MPR Photo/Tom Scheck

"The ground rule is I'm going to speak and then a designated representative or whoever would like to speak against the executive order will have the opportunity to do so next," he said.

Dayton's gesture was stunning. It's rare that protesters are allowed to attend a gubernatorial press conference. It's unheard of that a governor allows them to speak at the podium.

"This is a democracy," Dayton said to applause. "The great thing about a democracy is we can have different points of view and this is an office where all points of view are honored and respected."

Dayton then explained why he thought his action was necessary. His order makes 95,000 more Minnesotans eligible for Medicaid. Most of them are currently covered by other state-based programs, but 12,000 have no insurance at all.

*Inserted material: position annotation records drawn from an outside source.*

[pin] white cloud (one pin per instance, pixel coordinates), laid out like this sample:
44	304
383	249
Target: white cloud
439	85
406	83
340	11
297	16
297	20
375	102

"This is a step that benefits all of the people of our state at no net cost to the state of Minnesota according to the Department of Management and Budget," he said.

State finance officials say the expansion will cost Minnesota $384 million over the next two years, a figure already included in the state's $6.2 billion projected budget deficit. But it means a separate fund used to pay for the state-based MinnesotaCare program will see an increase of $416 million.

Twila Brase
Twila Brase, president of the Citizens' Council for Health Freedom, spoke in opposition to the signing of a Medicaid expansion executive order by Gov. Mark Dayton on Wednesday, Jan. 5, 2011, at the State Capitol in St. Paul, Minn.
MPR Photo/Tim Pugmire

One of the critics Dayton allowed to speak said the expansion is too risky. Twila Brase, president of the Citizens Council on Health Care, said the state can't afford the plan's long-term costs.

"It really puts the state in peril when it comes to costs," Brase said. "There is something called tails which means once all of these people are on it will be difficult to get them off and it will be expensive to the state in the long haul."

The debate over the Medicaid expansion reflects disagreement nationwide over the federal health care law. Critics argue the expansion is government overreach. But supporters say those who go without insurance make the health care system more expensive for everyone else.

Sarah Anderson, of St. Paul, said her brother scrambled for cancer treatment after he was denied coverage.

"It is because Governor Dayton's commitment to sign the executive order opting Minnesota into Medicaid that there will not be another sister forced to watch her brother wait days then weeks then months for necessary information and treatment," she said from the podium.

But Ann Marie Ashton said she doesn't think it's the role of the government to ensure health care for its citizens. She spoke to reporters after attending the event with her three children.

"It's the government's responsibility to provide safety for the people but it's not their responsibility to provide welfare or health care," Ashton said. "That's the community's responsibility."

Republican lawmakers complained that Dayton didn't heed their call to study the long-term implications and constitutionality of the expansion. But they say there's little they could do to stop his action.

Officials in the administration of former Gov. Tim Pawlenty have said it could take until October to enroll people in the expanded program, a timeline Dayton called unacceptable.